I know a Nigerian sold for $8,000.00 at Nationals and thought that was crazy....lol.

karen


----------



## NubianFan (Jun 3, 2013)

Maybe advertising for the rest of your farm? Being known as the farm with the $33,000 doe? I don't know I wonder about things like that too.


----------



## Tenacross (May 26, 2011)

GTAllen said:


> Kevin Mocks doeling from Friday Night Fiesta in San Angelo. Here is a little wether maker doe for you Tim.

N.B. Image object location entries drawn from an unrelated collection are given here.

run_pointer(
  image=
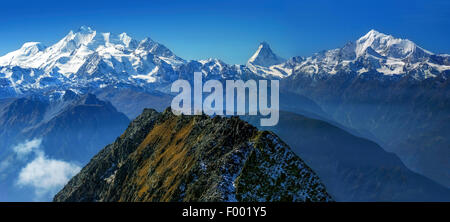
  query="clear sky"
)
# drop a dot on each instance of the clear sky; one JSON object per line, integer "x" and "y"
{"x": 230, "y": 30}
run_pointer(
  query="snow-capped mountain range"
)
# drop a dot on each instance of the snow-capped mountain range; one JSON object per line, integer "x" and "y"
{"x": 88, "y": 59}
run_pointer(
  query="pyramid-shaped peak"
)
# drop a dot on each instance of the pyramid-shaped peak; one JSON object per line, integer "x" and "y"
{"x": 264, "y": 56}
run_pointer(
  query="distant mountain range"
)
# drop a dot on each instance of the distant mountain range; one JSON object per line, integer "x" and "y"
{"x": 87, "y": 59}
{"x": 67, "y": 127}
{"x": 163, "y": 157}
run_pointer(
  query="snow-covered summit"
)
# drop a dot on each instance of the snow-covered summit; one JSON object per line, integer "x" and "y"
{"x": 374, "y": 52}
{"x": 264, "y": 56}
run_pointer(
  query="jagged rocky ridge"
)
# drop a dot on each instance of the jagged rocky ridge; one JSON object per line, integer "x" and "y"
{"x": 163, "y": 157}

Very cool. Is there a video of this one? If she was one you already sent, which one was it?


----------



## Tenacross (May 26, 2011)

Sylvie said:


> Am I missing something, or does that expensive lil doe not have any brisket?


By design I think.


----------



## Crossroads Boers (Feb 19, 2011)

Ooooh... she's beautiful!


----------



## Dayna (Aug 16, 2012)

she is very pretty.


----------



## GTAllen (Jul 22, 2012)

Tenacross said:


> Very cool. Is there a video of this one? If she was one you already sent, which one was it?

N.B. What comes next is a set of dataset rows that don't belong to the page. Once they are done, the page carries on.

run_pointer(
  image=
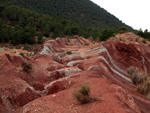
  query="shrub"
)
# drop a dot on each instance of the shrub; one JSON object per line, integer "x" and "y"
{"x": 140, "y": 80}
{"x": 82, "y": 95}
{"x": 26, "y": 67}
{"x": 68, "y": 52}
{"x": 87, "y": 44}
{"x": 22, "y": 54}
{"x": 25, "y": 46}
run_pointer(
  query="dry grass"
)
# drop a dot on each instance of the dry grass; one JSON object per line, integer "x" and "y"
{"x": 140, "y": 80}
{"x": 82, "y": 95}
{"x": 26, "y": 67}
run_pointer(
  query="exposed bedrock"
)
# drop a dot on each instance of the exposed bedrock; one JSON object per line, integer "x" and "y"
{"x": 46, "y": 81}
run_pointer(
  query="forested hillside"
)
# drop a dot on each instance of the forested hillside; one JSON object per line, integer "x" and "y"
{"x": 20, "y": 25}
{"x": 83, "y": 12}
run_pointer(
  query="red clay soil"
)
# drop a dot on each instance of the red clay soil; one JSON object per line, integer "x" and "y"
{"x": 48, "y": 86}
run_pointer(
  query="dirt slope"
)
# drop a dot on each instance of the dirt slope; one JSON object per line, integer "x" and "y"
{"x": 62, "y": 65}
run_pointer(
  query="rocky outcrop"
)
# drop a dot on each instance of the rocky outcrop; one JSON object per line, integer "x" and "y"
{"x": 56, "y": 73}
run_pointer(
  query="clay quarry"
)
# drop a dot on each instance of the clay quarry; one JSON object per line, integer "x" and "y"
{"x": 45, "y": 82}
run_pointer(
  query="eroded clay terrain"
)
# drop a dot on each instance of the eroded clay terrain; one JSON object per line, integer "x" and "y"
{"x": 62, "y": 65}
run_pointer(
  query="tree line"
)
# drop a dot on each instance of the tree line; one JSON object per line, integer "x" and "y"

The videos are Bronco Flemings does. They sold very solid also. upper 4 figures to low 5 figures.


----------



## GTAllen (Jul 22, 2012)

kbluebkeman said:


> How do you recoup your costs for something like that? Are goat breeders doing embryo transfers? Or is it the male offspring that bring back the return on money?
> 
> I know a Nigerian sold for $8,000.00 at Nationals and thought that was crazy....lol.
> 
> karen


Flush and ET to recips. The Texas wether game has animals that often sell for over $10k. She could, in theory, cover her cost and make money first flush.


----------



## Stacykins (Mar 27, 2012)

Sylvie said:


> Am I missing something, or does that expensive lil doe not have any brisket?


The judge at the meat goat judging explained to the crowd and 4Hers that the brisket matters less than the loins. Much more expensive cuts of meat come from the loin area, so a goat with a great loin and weaker brisket gets more points than one with a strong brisket and weaker loins.


----------



## TDG-Farms (Jul 12, 2013)

For $33k I would of thought they would of oh I dont know, put a little effort into the taking of the photo...


----------



## GTAllen (Jul 22, 2012)

There was a buckling kid that sold for $40k not long ago. His picture was only him.


----------



## SunnydaleBoers (Jul 28, 2012)

TDG-Farms said:


> For $33k I would of thought they would of oh I dont know, put a little effort into the taking of the photo...


At least they're all smiling! It always cracks me up when you see the photos of people who have just won, say, Nationals, and they've all got very stern, rather annoyed looking "our goat just won something. we're thrilled." expressions.

That is a very nice doeling though!


----------



## TrinityRanch (Mar 26, 2013)

Pretty girl! Although, I think you should get a little more bang for your buck out of these million dollar goats. This fine girl in particular is very nice, but awfully disproportional and needs some topline work. That 40k buck kid was stunning. Rare and unusual looking, but stunning.


----------



## Scottyhorse (Feb 11, 2013)

Sylvie said:


> Am I missing something, or does that expensive lil doe not have any brisket?


My 10 year old $150 Nigerian Dwarf doe has more brisket than this doe does in that picture..


----------



## HoosierShadow (Apr 20, 2010)

Very lovely young doe. But $33,000? Wow. I'm cheap I guess, because I am thinking of all the goats and things for goats we could get for that much $$ LOL


----------



## Dani-1995 (Mar 11, 2011)

Very nice doe! But I couldn't spend that much... if I had 33k I would have so much other stuff to buy- fencing and shelter for goats, cars, fix up my goat trailer, another fitting stand and blow dryer, a few more goats.... you know school and more goat stuff. Not just one goat lol


----------



## SunnydaleBoers (Jul 28, 2012)

Dani-1995 said:


> Very nice doe! But I couldn't spend that much... if I had 33k I would have so much other stuff to buy- fencing and shelter for goats, cars, fix up my goat trailer, another fitting stand and blow dryer, a few more goats.... you know school and more goat stuff. Not just one goat lol


I know- I the one hand I can see the perspective of you've got spend money to make money and the "we'll flush her, we'll flush her, we'll flush her" mentality. On the other hand I've got the thought of "that would make an awfully nice shed".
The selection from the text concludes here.